Aadhaar eSign is an online electronic signature service in India to facilitate an Aadhaar holder to digitally sign a document. The signature service is facilitated by authenticating the Aadhaar holder via the Aadhaar-based e-KYC (electronic Know Your Customer) service.

To eSign a document, one has to have an Aadhaar card and a mobile number registered with Aadhaar. With these two things, an Indian citizen can sign a document remotely without being physically present.

==Procedure==
The notification issued by Government of India in this regard stipulates the following procedure for the e-authentication using Aadhaar e-KYC services.

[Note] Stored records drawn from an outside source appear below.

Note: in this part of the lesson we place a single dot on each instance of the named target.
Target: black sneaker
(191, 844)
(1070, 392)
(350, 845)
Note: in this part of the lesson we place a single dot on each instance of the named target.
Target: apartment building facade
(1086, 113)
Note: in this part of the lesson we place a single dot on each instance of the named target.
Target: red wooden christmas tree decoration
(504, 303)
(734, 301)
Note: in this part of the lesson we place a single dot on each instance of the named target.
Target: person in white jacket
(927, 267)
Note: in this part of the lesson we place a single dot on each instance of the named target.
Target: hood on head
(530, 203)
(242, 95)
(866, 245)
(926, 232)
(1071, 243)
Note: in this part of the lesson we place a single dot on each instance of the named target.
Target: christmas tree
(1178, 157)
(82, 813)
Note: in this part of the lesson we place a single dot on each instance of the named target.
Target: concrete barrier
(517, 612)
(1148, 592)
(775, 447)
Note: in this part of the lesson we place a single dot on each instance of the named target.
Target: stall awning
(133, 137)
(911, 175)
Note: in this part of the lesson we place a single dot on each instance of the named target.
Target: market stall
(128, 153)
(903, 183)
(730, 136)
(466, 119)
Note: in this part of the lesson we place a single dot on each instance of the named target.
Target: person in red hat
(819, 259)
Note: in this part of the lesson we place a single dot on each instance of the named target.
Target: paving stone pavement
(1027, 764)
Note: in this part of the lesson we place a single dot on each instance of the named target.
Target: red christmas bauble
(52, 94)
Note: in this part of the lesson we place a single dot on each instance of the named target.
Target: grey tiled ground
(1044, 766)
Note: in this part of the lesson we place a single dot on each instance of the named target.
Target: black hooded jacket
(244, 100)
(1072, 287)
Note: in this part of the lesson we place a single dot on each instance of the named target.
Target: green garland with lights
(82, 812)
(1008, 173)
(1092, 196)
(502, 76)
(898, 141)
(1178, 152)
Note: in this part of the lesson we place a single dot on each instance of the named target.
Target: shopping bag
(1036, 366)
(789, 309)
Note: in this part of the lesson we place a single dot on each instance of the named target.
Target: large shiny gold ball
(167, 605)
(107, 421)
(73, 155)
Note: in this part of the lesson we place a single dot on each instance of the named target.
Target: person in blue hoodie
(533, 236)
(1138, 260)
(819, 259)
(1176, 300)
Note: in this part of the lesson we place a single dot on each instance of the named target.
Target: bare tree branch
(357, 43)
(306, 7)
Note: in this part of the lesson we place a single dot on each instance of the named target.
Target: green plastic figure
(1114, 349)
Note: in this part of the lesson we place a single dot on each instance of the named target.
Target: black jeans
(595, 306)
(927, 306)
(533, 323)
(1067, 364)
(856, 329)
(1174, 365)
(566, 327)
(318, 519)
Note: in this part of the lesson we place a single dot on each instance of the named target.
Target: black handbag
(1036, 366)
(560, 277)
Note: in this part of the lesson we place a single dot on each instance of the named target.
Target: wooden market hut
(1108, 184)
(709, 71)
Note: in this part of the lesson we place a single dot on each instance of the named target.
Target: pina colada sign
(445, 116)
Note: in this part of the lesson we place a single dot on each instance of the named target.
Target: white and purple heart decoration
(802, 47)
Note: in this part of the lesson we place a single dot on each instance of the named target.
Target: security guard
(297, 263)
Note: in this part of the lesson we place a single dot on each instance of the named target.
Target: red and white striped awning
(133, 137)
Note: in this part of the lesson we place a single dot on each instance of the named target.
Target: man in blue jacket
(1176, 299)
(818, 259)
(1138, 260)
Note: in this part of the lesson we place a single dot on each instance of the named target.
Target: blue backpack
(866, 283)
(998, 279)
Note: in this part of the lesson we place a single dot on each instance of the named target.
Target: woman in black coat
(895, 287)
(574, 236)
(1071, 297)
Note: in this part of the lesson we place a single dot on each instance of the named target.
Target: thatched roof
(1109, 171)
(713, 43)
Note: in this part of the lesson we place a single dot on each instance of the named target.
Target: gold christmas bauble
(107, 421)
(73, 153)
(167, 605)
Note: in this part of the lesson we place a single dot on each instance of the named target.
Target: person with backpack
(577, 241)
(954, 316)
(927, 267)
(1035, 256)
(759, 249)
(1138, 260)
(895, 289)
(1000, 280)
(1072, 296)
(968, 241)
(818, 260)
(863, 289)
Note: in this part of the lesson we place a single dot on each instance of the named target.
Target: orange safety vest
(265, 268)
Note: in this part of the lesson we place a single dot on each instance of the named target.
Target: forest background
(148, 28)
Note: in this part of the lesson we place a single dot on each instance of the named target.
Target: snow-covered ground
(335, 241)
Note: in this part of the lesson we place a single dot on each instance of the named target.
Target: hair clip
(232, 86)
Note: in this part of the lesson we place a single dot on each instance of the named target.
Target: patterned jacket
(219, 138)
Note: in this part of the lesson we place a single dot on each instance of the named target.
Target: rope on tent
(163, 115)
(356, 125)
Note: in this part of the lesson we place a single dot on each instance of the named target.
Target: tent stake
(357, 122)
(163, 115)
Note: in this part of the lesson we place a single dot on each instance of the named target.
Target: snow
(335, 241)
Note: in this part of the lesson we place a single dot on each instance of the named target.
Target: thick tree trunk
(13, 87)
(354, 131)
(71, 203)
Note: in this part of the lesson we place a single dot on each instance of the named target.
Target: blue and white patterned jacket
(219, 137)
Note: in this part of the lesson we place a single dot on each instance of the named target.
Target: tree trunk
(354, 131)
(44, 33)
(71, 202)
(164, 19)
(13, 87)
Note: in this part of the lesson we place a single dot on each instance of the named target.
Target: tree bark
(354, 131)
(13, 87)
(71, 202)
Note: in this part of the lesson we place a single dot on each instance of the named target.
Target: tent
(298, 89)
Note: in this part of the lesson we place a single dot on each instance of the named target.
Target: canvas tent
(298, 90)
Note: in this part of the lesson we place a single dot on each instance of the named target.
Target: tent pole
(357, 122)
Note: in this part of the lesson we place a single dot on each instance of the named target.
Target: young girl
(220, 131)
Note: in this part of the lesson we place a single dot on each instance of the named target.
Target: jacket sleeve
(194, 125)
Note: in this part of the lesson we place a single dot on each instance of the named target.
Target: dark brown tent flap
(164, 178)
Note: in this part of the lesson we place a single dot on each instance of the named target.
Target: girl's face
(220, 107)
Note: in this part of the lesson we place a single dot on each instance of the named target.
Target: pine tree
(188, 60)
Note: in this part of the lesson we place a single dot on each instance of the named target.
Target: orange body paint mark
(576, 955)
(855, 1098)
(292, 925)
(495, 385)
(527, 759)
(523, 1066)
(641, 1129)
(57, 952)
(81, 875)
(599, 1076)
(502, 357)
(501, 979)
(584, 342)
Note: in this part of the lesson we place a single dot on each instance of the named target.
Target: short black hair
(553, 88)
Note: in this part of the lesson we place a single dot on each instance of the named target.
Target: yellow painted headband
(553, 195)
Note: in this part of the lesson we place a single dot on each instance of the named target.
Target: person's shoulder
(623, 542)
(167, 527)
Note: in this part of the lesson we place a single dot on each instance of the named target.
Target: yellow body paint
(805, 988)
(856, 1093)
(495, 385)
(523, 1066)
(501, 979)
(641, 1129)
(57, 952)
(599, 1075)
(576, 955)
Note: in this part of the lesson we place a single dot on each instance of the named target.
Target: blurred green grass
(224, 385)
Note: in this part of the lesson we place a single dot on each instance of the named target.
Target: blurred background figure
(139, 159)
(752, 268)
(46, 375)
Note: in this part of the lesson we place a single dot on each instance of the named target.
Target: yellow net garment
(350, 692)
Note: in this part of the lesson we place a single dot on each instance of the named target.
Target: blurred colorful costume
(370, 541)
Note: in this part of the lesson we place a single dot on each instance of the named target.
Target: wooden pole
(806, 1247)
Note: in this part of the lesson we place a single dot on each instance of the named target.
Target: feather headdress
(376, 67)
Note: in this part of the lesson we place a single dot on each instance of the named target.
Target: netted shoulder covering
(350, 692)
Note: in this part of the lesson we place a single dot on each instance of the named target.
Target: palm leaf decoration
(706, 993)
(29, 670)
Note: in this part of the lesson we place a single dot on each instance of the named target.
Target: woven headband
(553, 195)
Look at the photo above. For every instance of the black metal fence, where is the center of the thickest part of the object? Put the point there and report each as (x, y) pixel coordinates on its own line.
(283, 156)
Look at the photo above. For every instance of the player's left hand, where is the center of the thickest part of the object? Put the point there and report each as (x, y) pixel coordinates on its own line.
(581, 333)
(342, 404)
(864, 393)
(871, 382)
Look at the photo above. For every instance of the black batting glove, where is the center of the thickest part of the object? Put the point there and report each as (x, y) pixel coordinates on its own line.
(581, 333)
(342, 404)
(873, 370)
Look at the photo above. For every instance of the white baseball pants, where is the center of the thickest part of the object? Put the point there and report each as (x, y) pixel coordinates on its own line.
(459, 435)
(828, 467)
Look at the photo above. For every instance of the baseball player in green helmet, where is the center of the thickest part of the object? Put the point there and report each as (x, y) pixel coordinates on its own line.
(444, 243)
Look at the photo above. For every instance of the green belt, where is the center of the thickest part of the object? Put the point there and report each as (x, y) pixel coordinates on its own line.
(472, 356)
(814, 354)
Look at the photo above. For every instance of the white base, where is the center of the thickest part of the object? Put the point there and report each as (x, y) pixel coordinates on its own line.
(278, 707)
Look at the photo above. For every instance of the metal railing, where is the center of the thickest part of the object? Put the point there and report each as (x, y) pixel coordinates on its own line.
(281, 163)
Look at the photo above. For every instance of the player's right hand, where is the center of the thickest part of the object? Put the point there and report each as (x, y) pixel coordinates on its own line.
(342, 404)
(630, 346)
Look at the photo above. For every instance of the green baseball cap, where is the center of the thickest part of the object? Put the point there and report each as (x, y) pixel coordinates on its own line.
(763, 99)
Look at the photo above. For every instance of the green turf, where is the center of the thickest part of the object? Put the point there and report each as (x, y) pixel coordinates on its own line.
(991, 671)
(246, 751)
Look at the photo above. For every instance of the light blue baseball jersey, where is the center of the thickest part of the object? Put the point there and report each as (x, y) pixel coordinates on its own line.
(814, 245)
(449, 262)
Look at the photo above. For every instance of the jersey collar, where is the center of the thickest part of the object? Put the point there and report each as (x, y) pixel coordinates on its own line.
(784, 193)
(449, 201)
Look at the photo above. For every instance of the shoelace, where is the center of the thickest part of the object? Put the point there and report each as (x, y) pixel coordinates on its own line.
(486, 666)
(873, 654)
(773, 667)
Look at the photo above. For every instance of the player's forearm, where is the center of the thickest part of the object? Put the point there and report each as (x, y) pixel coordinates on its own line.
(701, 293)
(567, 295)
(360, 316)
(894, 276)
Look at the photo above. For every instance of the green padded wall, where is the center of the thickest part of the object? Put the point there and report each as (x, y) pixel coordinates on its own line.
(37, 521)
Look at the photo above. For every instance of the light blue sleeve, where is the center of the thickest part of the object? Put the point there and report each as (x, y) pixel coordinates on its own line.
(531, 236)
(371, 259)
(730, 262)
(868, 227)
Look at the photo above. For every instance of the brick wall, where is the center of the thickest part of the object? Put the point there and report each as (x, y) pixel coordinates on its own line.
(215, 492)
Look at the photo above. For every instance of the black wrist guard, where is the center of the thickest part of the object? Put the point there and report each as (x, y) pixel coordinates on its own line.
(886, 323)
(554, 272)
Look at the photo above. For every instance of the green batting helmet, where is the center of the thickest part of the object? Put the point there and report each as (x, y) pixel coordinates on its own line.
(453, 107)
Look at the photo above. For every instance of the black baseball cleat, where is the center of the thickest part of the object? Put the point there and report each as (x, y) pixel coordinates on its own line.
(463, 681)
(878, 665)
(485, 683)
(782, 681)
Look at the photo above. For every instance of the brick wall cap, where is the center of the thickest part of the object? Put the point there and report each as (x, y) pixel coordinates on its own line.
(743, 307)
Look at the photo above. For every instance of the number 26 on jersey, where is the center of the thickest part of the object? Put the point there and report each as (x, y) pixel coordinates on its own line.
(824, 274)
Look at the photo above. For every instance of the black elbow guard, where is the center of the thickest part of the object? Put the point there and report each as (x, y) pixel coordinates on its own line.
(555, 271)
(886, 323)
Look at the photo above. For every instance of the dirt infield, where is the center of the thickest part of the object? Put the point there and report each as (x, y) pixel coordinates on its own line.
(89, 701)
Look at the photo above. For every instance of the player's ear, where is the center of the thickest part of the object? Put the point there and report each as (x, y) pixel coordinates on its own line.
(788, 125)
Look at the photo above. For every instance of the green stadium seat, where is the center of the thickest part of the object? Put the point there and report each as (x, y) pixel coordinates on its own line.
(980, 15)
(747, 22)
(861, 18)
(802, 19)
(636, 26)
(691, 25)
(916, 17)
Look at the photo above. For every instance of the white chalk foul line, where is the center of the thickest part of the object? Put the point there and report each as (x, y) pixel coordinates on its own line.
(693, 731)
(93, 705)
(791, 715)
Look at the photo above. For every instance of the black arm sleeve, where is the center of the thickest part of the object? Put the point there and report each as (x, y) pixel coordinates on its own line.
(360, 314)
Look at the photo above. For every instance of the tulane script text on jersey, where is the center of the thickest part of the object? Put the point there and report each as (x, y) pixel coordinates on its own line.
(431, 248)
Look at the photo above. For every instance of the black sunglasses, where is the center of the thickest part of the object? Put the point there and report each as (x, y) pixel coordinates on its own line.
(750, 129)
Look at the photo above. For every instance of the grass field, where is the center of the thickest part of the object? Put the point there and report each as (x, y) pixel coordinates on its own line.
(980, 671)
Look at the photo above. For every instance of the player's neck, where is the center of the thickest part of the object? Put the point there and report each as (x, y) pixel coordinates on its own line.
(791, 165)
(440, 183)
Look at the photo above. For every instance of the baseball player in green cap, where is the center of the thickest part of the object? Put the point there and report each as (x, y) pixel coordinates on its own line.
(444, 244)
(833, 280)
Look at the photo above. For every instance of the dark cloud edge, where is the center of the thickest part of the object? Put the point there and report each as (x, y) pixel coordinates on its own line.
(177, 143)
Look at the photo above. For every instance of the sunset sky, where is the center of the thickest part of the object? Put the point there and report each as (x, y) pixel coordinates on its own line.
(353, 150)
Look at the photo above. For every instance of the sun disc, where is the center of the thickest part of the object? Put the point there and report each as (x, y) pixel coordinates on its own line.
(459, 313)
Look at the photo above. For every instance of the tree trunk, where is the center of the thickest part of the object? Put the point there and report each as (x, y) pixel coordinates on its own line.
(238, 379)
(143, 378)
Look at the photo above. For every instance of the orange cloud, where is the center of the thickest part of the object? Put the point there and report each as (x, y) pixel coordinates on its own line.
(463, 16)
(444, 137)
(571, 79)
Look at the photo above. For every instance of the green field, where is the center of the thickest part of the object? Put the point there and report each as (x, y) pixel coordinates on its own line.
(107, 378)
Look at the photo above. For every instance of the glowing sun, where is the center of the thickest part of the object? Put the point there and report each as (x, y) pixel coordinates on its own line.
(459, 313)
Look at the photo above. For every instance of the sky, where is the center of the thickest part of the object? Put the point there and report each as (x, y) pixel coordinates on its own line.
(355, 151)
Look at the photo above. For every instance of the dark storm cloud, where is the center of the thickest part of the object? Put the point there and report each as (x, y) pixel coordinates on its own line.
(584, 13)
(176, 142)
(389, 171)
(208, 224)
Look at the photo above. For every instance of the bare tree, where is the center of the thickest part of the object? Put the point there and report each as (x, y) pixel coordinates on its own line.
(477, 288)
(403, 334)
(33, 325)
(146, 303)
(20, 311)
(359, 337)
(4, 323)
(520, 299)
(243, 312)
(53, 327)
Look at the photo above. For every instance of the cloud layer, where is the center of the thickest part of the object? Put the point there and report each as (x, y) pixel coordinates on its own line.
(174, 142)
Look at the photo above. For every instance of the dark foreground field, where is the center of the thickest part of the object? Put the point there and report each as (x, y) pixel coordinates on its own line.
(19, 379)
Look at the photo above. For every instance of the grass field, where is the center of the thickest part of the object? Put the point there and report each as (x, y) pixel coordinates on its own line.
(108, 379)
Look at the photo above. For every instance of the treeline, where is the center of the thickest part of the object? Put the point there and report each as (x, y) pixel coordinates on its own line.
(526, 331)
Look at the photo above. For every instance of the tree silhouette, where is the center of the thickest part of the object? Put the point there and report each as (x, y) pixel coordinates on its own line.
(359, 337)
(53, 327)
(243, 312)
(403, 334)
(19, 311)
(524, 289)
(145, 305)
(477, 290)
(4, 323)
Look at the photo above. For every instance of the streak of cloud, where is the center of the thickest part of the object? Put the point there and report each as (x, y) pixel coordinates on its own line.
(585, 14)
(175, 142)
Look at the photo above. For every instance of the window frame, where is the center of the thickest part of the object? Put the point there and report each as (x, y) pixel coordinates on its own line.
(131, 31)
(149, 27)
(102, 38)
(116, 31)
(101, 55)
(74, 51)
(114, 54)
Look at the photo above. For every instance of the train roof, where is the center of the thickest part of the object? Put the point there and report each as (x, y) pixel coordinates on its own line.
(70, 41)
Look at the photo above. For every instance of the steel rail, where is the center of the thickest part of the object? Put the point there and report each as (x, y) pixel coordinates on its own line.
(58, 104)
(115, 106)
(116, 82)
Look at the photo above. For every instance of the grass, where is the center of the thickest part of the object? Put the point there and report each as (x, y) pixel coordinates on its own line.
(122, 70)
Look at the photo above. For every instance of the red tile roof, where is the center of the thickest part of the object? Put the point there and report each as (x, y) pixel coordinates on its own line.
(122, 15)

Authentication of an electronic record by e-authentication technique, which shall be done by
1. the applicable use of e-authentication, hash function, and asymmetric cryptosystem techniques, leading to issuance of digital signature certificate by Certifying Authority,
2. a trusted third party service by subscriber's key pair generation, storing of the key pairs on hardware security module and creation of digital signature provided that the trusted third party shall be offered by the certifying authority (the trusted third party shall send application form and certificate signing request to the Certifying Authority for issuing a digital signature certificate to the subscriber),
3. issuance of digital signature certificate by Certifying Authority shall be based on e-authentication, particulars given in the prescribed format, digitally signed verified information from Aadhaar e-KYC services and electronic consent of digital signature certificate applicant,
4. the manner and requirements for e-authentication shall be as issued by the Controller from time to time,
5. the security procedure for creating the subscriber's key pair shall be in accordance with the e-authentication guidelines issued by the Controller,
6. the standards referred to in rule 6 of the Information Technology (Certifying Authorities) Rules, 2000 shall be complied with, in so far as they relate to the certification function of public key of Digital Signature Certificate applicant, and
7. the manner in which information is authenticated by means of digital signature shall comply with the standards specified in rule 6 of the Information Technology (Certifying Authorities) Rules, 2000 in so far as they relate to the creation, storage and transmission of Digital Signature.

==eSign Service Providers==
Organisations and individuals seeking to obtain the eSigning Service can utilize the services of various service providers. There are empanelled service providers with whom organisations can register as an Application Service Prover after submitting the requisite documents, getting UAT access, building the application around the service and going through an IT Audit by an CERT-IN empanelled auditor.

However, the process of registering as an Application Service Provider is cumbersome, and requires huge investments of time, money and resources in complying with the regulations and building a suitable application. Most organisations prefer using services of plug-n-play gateway providers who take the responsibility of complying with the regulations, hence simplifying the process for the market.